Bu kapsamda eğitim hakkı, esas itibarıyla kurallara uyulmasını sağlamak amacıyla bir eğitim kurumundan uzaklaştırma veya çıkarma da dâhil olmak üzere disiplin tedbirlerine başvurmayı engellemez. Şüphesiz disiplin cezaları, gerek öğrencilerin gelişimini gerekse bir okulun amaçlarına ulaşmasını sağlayacak araçların önemli bir parçasıdır.
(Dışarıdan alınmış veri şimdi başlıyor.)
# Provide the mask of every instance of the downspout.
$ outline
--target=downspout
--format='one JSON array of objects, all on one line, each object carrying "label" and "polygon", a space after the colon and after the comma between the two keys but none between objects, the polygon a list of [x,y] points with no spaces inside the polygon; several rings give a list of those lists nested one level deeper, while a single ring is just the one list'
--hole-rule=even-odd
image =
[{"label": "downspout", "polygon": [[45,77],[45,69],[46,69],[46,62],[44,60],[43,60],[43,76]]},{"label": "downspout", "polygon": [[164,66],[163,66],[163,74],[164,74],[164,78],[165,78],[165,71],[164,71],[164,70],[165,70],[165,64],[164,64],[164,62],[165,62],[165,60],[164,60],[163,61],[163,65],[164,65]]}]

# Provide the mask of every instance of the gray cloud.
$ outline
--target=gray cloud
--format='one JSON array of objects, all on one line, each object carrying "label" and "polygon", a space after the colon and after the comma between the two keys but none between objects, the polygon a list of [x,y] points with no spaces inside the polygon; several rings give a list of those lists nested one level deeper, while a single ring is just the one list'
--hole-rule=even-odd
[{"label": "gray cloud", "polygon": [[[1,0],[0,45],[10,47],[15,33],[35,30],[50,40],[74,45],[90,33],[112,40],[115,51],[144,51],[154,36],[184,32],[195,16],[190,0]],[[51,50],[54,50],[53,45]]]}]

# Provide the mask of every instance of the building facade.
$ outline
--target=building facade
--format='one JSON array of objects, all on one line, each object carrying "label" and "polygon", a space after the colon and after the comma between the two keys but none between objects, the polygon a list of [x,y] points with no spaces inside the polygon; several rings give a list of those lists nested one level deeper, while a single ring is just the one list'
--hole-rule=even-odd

Ancak bu tip tedbirlere başvurmanın demokratik toplum düzeninin gereklerinden olduğu açıkça ortaya konulmalı ve uygulama, Anayasa'da yer alan diğer haklarla ters düşmemelidir.

Eğitim hakkının belli bir zamanda mevcut olan eğitim kurumlarına erişimin sağlanmasını güvence altına aldığı gözetildiğinde, başvurucunun başörtüsü yasağı nedeniyle Üniversiteye devam edememiş olması eğitim hakkına yönelik bir müdahaledir.

Eğitim hakkına yönelik müdahale konusunda, Anayasa’nın 24. maddesinde korunan din özgürlüğü bağlamındaki şikâyetler bakımından müdahalenin kanunilik koşulunun sağlanmaması nedeniyle hak ihlali sonucuna varıldığı dikkate alınarak, başvurucunun Anayasa’nın 42. maddesinde güvence altına alınan eğitim hakkının da ihlal edildiği sonucuna ulaşılmıştır.

Anayasa Mahkemesi açıklanan gerekçelerle Anayasa’nın 42. maddesinde güvence altına alınan eğitim hakkının ihlal edildiğine karar vermiştir.

Bu basın duyurusu Genel Sekreterlik tarafından kamuoyunu bilgilendirme amacıyla hazırlanmış olup bağlayıcı değildir.